On Sunday, I made an amazing discovery (I’m not sure how I’ve missed it so long)–poetry comics exist.

I know how this sounds–Batman quoting sonnets while fighting evil in Gotham city–but I promise you, the comics of Bianca Stone are deeply moving words and pictures working together. And no super heroes make an appearance. (not yet, anyway)

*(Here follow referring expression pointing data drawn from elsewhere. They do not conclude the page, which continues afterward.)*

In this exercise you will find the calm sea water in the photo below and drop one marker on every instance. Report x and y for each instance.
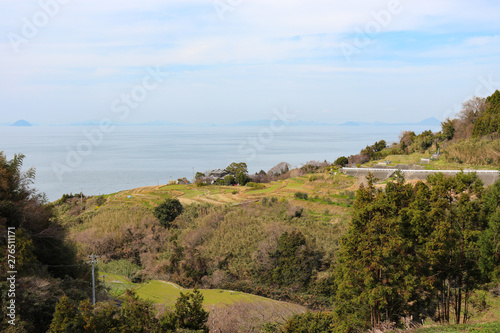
(97, 161)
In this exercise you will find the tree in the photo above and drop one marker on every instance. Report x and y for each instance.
(342, 161)
(295, 261)
(189, 312)
(318, 322)
(242, 179)
(66, 317)
(379, 146)
(167, 211)
(137, 315)
(489, 121)
(448, 129)
(229, 180)
(235, 168)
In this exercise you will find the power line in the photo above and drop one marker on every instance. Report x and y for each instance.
(93, 261)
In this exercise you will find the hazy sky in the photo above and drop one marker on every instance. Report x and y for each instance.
(231, 60)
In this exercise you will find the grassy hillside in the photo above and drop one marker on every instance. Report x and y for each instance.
(226, 237)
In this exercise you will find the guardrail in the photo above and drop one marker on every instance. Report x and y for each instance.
(421, 171)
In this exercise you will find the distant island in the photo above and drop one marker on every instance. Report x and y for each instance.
(21, 123)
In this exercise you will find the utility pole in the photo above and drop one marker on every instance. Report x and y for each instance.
(93, 261)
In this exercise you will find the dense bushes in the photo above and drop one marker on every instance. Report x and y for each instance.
(416, 250)
(167, 211)
(134, 315)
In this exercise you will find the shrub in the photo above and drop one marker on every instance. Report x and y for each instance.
(319, 322)
(342, 161)
(121, 267)
(167, 211)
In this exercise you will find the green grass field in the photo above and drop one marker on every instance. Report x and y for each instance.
(162, 292)
(484, 328)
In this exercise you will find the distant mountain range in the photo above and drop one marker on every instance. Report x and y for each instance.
(21, 123)
(429, 122)
(432, 122)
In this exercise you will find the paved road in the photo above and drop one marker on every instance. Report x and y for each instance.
(487, 176)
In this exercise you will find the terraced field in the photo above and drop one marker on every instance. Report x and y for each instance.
(150, 196)
(166, 293)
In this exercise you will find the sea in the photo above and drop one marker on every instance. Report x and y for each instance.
(107, 159)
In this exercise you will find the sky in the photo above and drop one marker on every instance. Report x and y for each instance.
(225, 61)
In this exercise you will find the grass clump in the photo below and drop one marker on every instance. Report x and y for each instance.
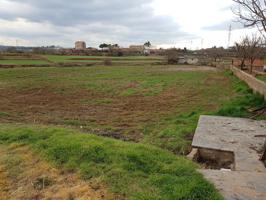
(241, 104)
(134, 171)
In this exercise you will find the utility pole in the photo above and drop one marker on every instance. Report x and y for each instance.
(229, 36)
(202, 41)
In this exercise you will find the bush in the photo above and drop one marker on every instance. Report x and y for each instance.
(107, 62)
(172, 57)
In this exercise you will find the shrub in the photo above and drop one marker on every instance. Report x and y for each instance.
(107, 62)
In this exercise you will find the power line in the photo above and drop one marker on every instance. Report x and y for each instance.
(229, 36)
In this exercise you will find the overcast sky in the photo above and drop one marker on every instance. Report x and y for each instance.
(166, 23)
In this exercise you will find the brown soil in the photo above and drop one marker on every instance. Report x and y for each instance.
(125, 115)
(34, 179)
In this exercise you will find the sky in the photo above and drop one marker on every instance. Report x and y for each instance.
(192, 24)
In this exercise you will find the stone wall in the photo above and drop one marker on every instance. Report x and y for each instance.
(255, 84)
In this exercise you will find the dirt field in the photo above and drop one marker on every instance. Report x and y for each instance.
(128, 103)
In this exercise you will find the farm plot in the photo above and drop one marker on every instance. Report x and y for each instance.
(154, 105)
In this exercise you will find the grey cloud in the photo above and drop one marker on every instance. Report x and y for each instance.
(225, 26)
(119, 21)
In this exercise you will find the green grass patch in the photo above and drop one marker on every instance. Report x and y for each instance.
(261, 77)
(23, 62)
(131, 170)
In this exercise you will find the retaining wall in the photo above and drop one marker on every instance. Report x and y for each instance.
(255, 84)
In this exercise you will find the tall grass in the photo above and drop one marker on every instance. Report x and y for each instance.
(131, 171)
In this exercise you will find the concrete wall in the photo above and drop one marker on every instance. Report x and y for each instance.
(255, 84)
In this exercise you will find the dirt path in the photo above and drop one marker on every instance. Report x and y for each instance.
(23, 176)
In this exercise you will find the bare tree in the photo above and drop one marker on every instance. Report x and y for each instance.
(241, 51)
(249, 49)
(254, 48)
(252, 13)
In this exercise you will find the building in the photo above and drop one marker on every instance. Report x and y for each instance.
(80, 45)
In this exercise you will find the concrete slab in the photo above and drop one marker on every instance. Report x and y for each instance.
(237, 135)
(245, 138)
(238, 185)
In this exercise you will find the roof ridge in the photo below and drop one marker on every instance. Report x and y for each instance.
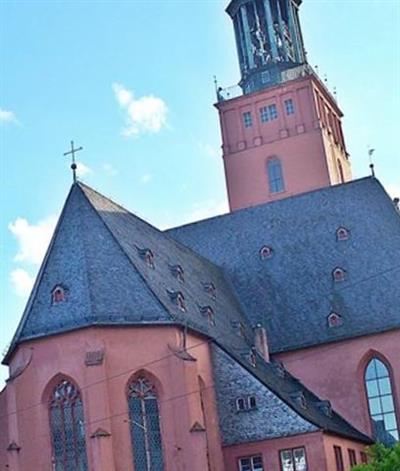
(122, 248)
(277, 202)
(161, 232)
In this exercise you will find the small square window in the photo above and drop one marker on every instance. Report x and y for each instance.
(240, 404)
(265, 76)
(289, 107)
(247, 119)
(273, 112)
(293, 459)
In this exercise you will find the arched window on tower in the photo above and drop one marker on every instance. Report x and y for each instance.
(341, 173)
(145, 425)
(275, 176)
(67, 428)
(380, 400)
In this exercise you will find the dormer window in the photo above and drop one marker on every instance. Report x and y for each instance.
(342, 234)
(334, 320)
(239, 328)
(58, 295)
(326, 408)
(279, 368)
(177, 272)
(147, 256)
(338, 274)
(178, 299)
(253, 358)
(265, 252)
(209, 313)
(300, 399)
(210, 289)
(240, 404)
(246, 403)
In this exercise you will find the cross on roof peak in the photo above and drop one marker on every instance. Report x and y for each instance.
(73, 164)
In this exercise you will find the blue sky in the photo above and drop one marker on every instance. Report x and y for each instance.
(76, 69)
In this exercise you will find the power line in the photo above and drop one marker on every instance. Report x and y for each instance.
(214, 338)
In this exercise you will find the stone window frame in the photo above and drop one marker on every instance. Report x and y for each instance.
(251, 460)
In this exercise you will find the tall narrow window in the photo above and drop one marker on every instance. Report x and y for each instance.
(289, 106)
(145, 426)
(338, 458)
(67, 428)
(247, 119)
(275, 176)
(380, 399)
(341, 173)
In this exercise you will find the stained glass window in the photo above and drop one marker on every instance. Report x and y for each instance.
(67, 428)
(145, 426)
(380, 399)
(275, 176)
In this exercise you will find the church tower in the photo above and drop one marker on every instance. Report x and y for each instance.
(281, 127)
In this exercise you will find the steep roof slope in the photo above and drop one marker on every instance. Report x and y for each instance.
(99, 254)
(293, 292)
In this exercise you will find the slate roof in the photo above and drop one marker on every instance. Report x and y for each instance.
(98, 253)
(293, 292)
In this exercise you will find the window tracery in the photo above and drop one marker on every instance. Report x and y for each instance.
(145, 425)
(67, 427)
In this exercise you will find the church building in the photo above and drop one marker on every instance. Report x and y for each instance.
(265, 339)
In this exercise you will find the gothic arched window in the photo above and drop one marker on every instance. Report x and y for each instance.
(145, 425)
(275, 176)
(341, 173)
(67, 428)
(380, 400)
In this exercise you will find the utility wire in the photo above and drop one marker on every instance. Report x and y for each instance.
(214, 338)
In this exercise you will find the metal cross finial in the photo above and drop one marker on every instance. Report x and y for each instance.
(73, 164)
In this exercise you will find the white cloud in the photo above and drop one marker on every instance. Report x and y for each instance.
(205, 210)
(33, 239)
(7, 116)
(207, 149)
(394, 190)
(110, 170)
(22, 282)
(146, 178)
(82, 170)
(147, 114)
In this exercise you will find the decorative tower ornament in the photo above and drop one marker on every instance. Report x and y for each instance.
(281, 126)
(268, 40)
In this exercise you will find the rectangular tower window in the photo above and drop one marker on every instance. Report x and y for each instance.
(264, 115)
(273, 112)
(251, 463)
(289, 107)
(338, 458)
(247, 119)
(293, 459)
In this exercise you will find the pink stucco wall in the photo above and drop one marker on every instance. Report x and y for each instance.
(3, 429)
(336, 372)
(127, 351)
(309, 143)
(318, 447)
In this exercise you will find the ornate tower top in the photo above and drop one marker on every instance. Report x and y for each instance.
(268, 39)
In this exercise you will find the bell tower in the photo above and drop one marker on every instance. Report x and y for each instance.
(281, 127)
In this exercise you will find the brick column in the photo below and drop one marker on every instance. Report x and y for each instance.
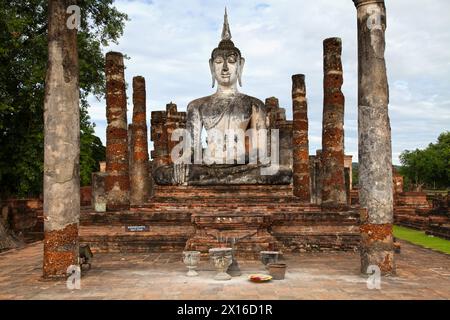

Bianca Stone’s blog is packed with images in various stages of completeness, including an inside look at the drawings behind Anne Carson and Bianca Stone’s book, Antigonick–a retelling of Sophocles’ Antigone. (Anne Carson translated, Bianca Stone illustrated). Antigonick is beautiful–Bianca’s drawings are printed on semi-transparent paper, bound intermittenly. The verse is arranged like a free-form poem and spreads across the page. The book follows the story of Antigone pretty closely, though it does vere off course every once and awhile (I doubt Kreon discussed Hegel in the original), but the modernization of the text only adds to the depth of the story.

 

In other news:

Today, we got a box. Inside the box are small bound books in all sizes. Each of the small books tells the story of one of the inhabitants in a Chicago townhouse (one book is the story of a bumble-bee who lives in the hive on the building).

 

 

 

 

I had been anxiously awaiting Chris Ware’s new graphic novel, Building Stories, but I had no idea it was going to be like this. This is not the comic book hero graphic novel you bought every week when you were a kid. This the grown-up version. The characters (all women, except for the bee) seem to be trapped mid-existential crisis.

The sheer size of this book/box (it’s about the size of your Monopoly box) is enough to scare even the most adventurous reader, but really, its just a collection of short stories. Plus, its all pictures!